I don’t think the answer to the complexity of having stored properties in extensions is to add further complexity by making them a “second tier” of stored properties with different behavior in certain circumstances.

5 Likes

Perhaps a genuinely useful distinction here is whether or not the property needs to appear in the struct's memberwise initializer. I would expect "core" properties of a type to appear in the memberwise initializer, but other incidental properties wouldn't necessarily need to be included. This is the case for both of the non-contrived examples I shared above, and may actually be a pretty natural solution for the tension here.

If we only permitted this for default-initialized properties, such that they weren't included the synthesized memberwise initializer, would that also help prevent "misuse" of this feature?

Another question: is the issue this pitch identifies with the existing solution to the conformance problem:

struct Planet {
  let name: String
  let atmosphere: Atmosphere?
  // Implements AstronomicalObject:
  var mass: Double
  let parent: AstronomicalObject?
}

extension Planet: AstronomicalObject {
  func terraform() { /* add an atmosphere */ }
}

that mass and parent must appear in the main Planet definition, or that they don't appear in the extension that declares the AstronomicalObject conformance?
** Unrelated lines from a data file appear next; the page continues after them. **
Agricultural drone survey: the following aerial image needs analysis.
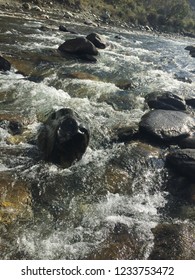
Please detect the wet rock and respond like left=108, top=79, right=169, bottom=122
left=22, top=3, right=31, bottom=11
left=146, top=92, right=186, bottom=111
left=178, top=134, right=195, bottom=149
left=8, top=121, right=23, bottom=135
left=166, top=149, right=195, bottom=181
left=102, top=164, right=132, bottom=195
left=112, top=126, right=139, bottom=143
left=59, top=25, right=77, bottom=34
left=59, top=25, right=69, bottom=32
left=86, top=33, right=107, bottom=49
left=186, top=97, right=195, bottom=108
left=174, top=74, right=192, bottom=84
left=149, top=223, right=195, bottom=260
left=0, top=172, right=33, bottom=224
left=38, top=108, right=89, bottom=168
left=0, top=120, right=23, bottom=135
left=116, top=80, right=136, bottom=90
left=58, top=37, right=98, bottom=55
left=87, top=223, right=144, bottom=260
left=185, top=46, right=195, bottom=51
left=0, top=55, right=11, bottom=71
left=185, top=46, right=195, bottom=57
left=66, top=72, right=99, bottom=81
left=64, top=11, right=73, bottom=18
left=84, top=19, right=98, bottom=27
left=139, top=110, right=195, bottom=144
IOW, would another resolution be to allow the following?

struct Planet {
  let name: String
  let atmosphere: Atmosphere?
  // Implements AstronomicalObject:
  var mass: Double
  let parent: AstronomicalObject?
}

extension Planet: AstronomicalObject {
  // No-op redeclarations, perhaps must be witnesses for `AstronomicalObject` requirements
  // or referenced by other members in the extension?
  var mass: Double
  let parent: AstronomicalObject?
  func terraform() { /* add an atmosphere */ }
}
3 Likes

I really think same-file extensions already got way more special-case support from the language than they deserve, but there is an option that would actually simplify the rules:
Allow stored properties to be declared in extensions — without restrictions.

There's a price to pay for that flexibility (at least when the type comes from another module), but I don't think that penalty is big enough to completely exclude this alternative from the discussion.